The concept of "genius" has a long and somewhat intricate history. In ancient times, the heroes depicted in poems such as the Odyssey and the Aeneid performed great feats under the guidance of the gods; the writers of such poems themselves invoked the inspiration of divine forces in order to write incisively and powerfully. When the word "genius" entered into common English usage in the 14th century, it did so in a manner that recalled this tradition. In fact, "genius" referred to the guiding, perhaps divine spirit that determined the deeds of an astonishingly talented human, not to the talented person himself or herself.

As the Renaissance progressed, the idea of genius was transformed to indicate innate or natural capacity--and was to some extent removed from its original, religious meaning. The most revered Renaissance geniuses (e.g., Leonardo, Michelangelo, Shakespeare, and Milton) are remembered as men of great energy and versatility; today, their accomplishments are regarded as the finest expressions of human intellect and creativity, not necessarily as proof of exceptional divine favor. But genius has not always translated into immediate real-world success. Some of the now-recognized literary geniuses of the 19th century, for instance, spent much of their lives working in relative obscurity (for instance, Emily Dickinson) or toiling in poverty (for instance, Edgar Allan Poe).
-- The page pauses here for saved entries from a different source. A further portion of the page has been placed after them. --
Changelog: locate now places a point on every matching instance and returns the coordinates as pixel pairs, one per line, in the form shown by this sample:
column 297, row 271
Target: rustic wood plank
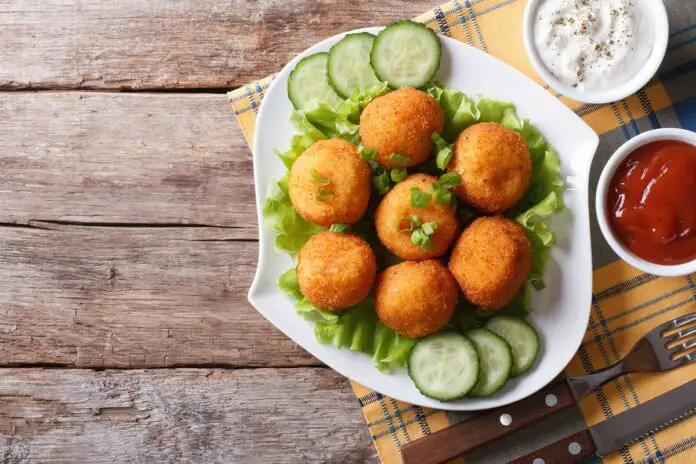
column 133, row 297
column 131, row 44
column 180, row 415
column 124, row 158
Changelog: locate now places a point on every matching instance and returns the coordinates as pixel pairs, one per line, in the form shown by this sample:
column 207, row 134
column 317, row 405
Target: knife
column 649, row 354
column 621, row 430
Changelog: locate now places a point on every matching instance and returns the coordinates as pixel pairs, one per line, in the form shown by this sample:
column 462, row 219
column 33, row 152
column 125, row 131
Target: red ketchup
column 652, row 202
Outliers mostly considers the theories of genius that have been in circulation for the past century. Yet Gladwell's book continues the long-lived inquiry into the relationship between genius-level abilities and how those abilities translate into real-world accomplishment. Of all the ideas about genius that Gladwell challenges, perhaps the one that he most vehemently rejects is the relationship between IQ and achievement. After all, Lewis Terman--an early 20th-century researcher who based much of his work on the idea that IQ translates into success--is referenced and strongly critiqued at multiple points in Outliers. Gladwell's own theory of genius posits that innate talent is not enough: conditions dictated by community, history, and opportunity must be favorable to allow such genius to manifest itself.